Van has finished reading…Vigilante by Shelley Harris

31 Mar

Shelley Harris’s Vigilante is a deeply serious book masquerading as entertainment. There’s rich humour in there, genuinely funny moments as well as those which will prompt a wry smile from anyone who has pondered their self-image even a little bit, or found themselves staving off life’s drudgery with a flight of fancy. It’s the seriousness that lingers after the last page though. It’s those crushing moments that are a mix of fear and rage and relief and sadness that bring tears to the eyes. Whether it’s your own kids or those of friends and relatives, whether it’s loved ones that you think of the response is unavoidable: fear that it could happen to them; rage that it might; relief that this is fiction; sadness that we live in a world where this possibility exists. And it’s between that rage and that sadness that the Vigilante lurks in each of us. It’s a credit to the pace of Harris’s prose and the veracity of her characterisation that I really wanted to hurt him, that I was right there in the midst towards the end of the book, and that I felt genuinely angry for a good hour after finishing it. Because we all know someone…

Vigilante is a thoroughly believable book, nothing out of place, nothing extraordinary in the representation. I particularly liked the rendering of the Hero’s (yes, let’s not beat around the bush with a meagre ‘protagonist’) moments of conflict. If you’ve ever practised martial arts, either for self-defence or as a sport, you know how little they can actually protect you. Hollywood miss-sells combat so enormously these days (compare the old musketeers films, circa Finlay, Reid and York with anything recent involving swords and it’s ludicrous – everyone’s born a ninja now) but for it to be effective in a situation it needs to be so entrenched in the muscle memory it needs to have been there for years because it has to get past that debilitating flash of fear that blitzes every sense you have.
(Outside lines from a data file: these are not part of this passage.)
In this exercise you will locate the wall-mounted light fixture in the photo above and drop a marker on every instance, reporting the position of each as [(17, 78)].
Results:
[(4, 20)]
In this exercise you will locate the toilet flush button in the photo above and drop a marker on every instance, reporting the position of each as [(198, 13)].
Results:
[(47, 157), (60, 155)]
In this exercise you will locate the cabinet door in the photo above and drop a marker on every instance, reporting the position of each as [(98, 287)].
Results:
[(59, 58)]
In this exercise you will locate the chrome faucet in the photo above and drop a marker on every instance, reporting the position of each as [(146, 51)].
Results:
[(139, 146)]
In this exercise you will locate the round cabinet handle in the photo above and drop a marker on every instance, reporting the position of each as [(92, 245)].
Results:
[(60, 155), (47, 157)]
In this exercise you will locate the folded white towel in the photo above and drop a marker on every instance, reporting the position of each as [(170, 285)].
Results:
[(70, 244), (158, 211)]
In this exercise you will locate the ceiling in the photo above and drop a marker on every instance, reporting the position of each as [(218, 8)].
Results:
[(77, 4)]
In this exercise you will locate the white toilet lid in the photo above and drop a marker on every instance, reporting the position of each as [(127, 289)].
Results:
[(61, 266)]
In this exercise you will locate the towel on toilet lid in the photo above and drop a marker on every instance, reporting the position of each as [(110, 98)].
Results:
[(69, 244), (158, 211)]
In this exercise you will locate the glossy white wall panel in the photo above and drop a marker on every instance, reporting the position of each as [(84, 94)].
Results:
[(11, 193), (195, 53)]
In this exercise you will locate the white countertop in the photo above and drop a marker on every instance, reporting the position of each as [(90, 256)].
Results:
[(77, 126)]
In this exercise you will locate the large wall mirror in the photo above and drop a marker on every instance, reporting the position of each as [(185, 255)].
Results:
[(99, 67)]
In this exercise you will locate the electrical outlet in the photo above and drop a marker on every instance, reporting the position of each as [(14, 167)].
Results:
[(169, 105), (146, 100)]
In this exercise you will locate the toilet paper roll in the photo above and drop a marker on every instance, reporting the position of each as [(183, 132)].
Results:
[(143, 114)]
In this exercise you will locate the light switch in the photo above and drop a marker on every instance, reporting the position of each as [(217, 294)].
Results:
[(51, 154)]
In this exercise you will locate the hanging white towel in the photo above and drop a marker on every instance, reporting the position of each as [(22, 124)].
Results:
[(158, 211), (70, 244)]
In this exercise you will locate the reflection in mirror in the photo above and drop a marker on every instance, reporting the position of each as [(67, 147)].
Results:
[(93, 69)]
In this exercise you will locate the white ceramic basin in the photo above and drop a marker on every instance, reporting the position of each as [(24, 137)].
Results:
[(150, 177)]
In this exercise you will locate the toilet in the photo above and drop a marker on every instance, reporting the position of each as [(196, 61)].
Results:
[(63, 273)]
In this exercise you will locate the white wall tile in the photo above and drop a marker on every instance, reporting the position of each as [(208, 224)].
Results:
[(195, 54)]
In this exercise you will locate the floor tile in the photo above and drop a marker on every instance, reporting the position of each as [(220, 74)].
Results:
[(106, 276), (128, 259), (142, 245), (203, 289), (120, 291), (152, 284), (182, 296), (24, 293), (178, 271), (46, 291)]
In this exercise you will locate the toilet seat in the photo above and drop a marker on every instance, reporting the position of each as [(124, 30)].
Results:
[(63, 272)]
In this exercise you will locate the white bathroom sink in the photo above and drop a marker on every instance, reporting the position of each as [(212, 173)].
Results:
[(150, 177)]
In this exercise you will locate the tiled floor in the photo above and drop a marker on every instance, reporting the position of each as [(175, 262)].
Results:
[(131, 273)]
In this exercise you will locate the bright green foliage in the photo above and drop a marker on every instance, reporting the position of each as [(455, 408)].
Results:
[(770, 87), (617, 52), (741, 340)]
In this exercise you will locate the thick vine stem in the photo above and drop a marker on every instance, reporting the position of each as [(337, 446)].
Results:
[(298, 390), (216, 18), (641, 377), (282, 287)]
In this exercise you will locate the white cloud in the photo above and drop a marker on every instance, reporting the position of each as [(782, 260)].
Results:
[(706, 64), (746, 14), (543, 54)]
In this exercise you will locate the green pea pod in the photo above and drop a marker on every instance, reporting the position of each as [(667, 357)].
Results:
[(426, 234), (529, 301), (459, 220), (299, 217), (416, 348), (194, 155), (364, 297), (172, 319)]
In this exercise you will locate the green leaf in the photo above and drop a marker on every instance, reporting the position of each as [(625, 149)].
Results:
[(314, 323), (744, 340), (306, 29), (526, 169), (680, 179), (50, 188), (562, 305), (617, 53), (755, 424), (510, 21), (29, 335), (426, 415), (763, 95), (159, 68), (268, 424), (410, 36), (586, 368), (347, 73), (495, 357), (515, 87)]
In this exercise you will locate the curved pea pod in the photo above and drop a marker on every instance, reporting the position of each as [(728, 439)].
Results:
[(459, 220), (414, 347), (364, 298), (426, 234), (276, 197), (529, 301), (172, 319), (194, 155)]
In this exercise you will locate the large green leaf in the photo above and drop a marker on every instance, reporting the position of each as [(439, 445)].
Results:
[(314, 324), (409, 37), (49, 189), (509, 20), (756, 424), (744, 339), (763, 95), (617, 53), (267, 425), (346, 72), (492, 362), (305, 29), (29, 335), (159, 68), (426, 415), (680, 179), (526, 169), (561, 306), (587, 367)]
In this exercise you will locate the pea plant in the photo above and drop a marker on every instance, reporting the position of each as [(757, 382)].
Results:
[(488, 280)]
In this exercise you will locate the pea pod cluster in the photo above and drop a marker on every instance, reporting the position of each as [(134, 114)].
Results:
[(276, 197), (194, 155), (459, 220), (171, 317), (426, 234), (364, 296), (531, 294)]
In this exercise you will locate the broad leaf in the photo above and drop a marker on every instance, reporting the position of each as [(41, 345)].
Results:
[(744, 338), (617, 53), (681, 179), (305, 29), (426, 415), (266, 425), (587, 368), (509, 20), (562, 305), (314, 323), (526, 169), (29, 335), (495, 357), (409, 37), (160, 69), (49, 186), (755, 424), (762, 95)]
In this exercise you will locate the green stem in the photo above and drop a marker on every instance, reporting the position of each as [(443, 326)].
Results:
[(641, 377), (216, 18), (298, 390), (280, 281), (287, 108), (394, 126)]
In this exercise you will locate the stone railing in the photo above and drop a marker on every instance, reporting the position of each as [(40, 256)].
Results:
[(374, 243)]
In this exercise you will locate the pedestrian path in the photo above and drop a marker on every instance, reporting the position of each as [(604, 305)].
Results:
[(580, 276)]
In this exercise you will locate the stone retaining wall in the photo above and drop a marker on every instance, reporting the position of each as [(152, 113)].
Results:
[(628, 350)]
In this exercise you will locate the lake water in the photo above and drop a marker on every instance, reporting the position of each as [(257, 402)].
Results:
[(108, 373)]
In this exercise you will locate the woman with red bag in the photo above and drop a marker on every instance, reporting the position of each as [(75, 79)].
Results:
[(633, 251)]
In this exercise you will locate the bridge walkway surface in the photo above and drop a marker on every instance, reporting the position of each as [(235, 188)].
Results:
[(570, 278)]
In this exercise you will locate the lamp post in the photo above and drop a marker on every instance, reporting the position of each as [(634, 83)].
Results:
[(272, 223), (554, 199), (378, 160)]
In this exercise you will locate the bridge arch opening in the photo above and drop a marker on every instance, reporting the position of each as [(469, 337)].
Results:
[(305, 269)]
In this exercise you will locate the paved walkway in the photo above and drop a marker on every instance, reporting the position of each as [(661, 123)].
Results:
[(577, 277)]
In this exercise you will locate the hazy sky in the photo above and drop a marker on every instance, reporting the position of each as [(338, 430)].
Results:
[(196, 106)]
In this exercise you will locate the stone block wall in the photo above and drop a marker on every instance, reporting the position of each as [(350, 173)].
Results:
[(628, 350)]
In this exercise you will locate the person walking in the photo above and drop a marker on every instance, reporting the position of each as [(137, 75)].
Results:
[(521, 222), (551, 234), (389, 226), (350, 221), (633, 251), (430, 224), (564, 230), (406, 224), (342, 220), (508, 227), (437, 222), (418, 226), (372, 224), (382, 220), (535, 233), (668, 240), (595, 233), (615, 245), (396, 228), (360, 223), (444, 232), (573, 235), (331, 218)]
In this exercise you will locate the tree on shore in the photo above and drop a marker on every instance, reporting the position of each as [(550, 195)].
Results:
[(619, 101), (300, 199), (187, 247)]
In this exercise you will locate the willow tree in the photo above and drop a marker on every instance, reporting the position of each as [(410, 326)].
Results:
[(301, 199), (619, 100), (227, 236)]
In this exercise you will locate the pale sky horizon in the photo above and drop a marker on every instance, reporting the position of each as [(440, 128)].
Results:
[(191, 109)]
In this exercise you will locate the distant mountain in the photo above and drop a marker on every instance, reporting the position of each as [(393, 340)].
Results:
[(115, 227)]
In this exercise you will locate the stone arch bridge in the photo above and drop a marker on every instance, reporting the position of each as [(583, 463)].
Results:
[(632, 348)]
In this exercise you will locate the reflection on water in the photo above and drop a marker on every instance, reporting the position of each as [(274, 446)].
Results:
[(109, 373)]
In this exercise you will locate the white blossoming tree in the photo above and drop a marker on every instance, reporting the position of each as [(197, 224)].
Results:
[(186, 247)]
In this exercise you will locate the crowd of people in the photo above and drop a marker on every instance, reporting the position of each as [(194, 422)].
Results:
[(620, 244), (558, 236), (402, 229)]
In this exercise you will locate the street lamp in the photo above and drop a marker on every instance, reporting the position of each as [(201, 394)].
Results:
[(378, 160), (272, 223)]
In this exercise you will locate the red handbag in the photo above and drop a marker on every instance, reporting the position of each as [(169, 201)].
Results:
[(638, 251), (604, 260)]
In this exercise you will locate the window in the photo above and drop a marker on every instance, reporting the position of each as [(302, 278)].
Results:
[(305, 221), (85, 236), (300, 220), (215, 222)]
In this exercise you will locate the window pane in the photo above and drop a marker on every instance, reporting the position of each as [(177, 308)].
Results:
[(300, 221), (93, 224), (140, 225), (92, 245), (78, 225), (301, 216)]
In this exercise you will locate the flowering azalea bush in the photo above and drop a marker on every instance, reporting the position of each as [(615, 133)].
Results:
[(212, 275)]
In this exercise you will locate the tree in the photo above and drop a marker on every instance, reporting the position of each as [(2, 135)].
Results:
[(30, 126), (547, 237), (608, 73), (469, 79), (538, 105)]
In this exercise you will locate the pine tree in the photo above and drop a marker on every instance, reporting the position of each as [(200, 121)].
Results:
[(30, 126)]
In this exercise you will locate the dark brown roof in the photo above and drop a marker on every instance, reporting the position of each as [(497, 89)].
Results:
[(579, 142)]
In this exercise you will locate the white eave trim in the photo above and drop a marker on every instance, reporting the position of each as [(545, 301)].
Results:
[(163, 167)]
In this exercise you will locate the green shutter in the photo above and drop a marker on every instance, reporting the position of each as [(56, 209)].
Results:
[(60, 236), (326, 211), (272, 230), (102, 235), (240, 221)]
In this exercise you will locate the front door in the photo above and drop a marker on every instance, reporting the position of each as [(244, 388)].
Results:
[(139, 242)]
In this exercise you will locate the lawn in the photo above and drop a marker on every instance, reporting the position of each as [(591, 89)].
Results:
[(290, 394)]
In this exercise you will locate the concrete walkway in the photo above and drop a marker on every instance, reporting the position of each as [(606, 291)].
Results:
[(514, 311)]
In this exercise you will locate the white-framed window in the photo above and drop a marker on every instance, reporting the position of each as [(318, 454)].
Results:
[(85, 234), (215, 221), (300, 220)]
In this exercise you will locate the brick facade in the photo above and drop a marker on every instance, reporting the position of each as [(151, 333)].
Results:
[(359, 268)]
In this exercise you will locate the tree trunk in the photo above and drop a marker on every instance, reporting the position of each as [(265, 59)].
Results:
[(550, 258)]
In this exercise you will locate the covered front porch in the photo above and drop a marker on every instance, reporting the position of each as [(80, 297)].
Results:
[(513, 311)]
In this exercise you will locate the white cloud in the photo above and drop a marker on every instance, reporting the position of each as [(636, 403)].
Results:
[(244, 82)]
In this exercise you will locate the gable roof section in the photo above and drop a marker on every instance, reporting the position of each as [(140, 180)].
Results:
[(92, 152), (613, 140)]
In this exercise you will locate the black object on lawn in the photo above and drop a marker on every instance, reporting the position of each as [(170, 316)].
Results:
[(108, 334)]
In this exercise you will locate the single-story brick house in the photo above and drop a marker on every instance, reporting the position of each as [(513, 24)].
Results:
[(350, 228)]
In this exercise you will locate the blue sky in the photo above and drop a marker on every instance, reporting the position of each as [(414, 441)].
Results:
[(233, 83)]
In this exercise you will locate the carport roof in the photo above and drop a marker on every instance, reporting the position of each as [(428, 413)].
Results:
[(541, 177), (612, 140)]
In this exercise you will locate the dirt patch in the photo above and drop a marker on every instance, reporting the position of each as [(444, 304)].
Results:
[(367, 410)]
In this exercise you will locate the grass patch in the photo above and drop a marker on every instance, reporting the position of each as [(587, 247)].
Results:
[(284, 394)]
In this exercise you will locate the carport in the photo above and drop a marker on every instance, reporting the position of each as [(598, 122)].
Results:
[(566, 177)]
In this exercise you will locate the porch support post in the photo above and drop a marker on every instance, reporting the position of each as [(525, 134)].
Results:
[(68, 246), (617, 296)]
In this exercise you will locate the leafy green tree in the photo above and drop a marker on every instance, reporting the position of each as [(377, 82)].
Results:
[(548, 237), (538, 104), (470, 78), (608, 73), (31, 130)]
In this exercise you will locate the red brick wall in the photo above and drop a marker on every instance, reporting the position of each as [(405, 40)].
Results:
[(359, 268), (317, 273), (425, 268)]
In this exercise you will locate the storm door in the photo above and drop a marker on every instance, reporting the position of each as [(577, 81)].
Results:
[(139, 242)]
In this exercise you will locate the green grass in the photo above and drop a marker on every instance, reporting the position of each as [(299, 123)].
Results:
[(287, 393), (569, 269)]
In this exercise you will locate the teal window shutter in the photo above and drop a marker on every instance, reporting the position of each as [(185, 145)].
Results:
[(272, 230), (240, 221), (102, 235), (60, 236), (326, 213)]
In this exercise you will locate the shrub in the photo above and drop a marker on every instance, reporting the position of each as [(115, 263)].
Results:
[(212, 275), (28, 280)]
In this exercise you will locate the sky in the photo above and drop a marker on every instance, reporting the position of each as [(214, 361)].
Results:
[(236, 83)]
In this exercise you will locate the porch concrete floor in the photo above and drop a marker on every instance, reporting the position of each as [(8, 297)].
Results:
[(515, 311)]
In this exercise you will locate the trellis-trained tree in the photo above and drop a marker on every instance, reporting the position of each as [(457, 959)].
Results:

Or you need to be lucky. It was Judo with me and I did do it for years but I’d been running longer so that usually took precedence. I was lucky once (and my God did I feel alive afterwards!) That said, I’d sign up for Mac’s one-to-one training any day, shouting and all.

One of the things I really love about the characterisation in this book is watching Martha through Jenny’s eyes. All the wanting to ask, the wanting to say but worrying about how and about getting it wrong. And knowing her just by the tilt of her head – beautiful. For me, it feels like that’s where the gold is. That’s where I found that sense of uplifting that meant I could smile once I’d closed the covers, despite all the fear and the anger. Because we all know someone…

 

The word hero gets thrown around like confetti these days. If you’re a soldier you’re a hero, if you work in medicine you’re a hero, Fire Service, Ambulance, Police, Teacher and so on. There’s no doubt these are all worthy professions with their own distinct challenges and opportunities to make a difference. Ask any one of these people and they’ll tell you they’re just doing their job but that doesn’t diminish the importance of or the pride in what they do. And who doesn’t want to be thought of in some small way as a hero? If you’re a Mother…? Those words, profession, job, suddenly jar. They don’t seem right yet the dedication to the task is so much greater. Vocation, duty, honour? Now try the word Vigilante…not quite the same. There’s something dark about it, something furtive. More a rule-breaker than an upholder of law and order. Imagine seeing every mother as a vigilante. The trouble is that we still think in distinct terms when we think Mother or Father. Times are changing, I think, but there’s rarely a day goes by where a woman isn’t belittled in some way because she’s a woman. You only have to look at press coverage of female politicians to see how far away parity is. And the sadness is that most of it is changeable. It’s a simple case of becoming aware. Making jokes about the colour of someone’s skin, or their sexual orientation is rightly and roundly frowned upon these days, where twenty or even ten years ago people would have found it funny (which might be read as ‘people laughed because that’s what everyone else did’). Hounding someone, openly attacking them because of these things would be scandalous. How long before laughing and pointing, hounding and attacking women ceases to be acceptable?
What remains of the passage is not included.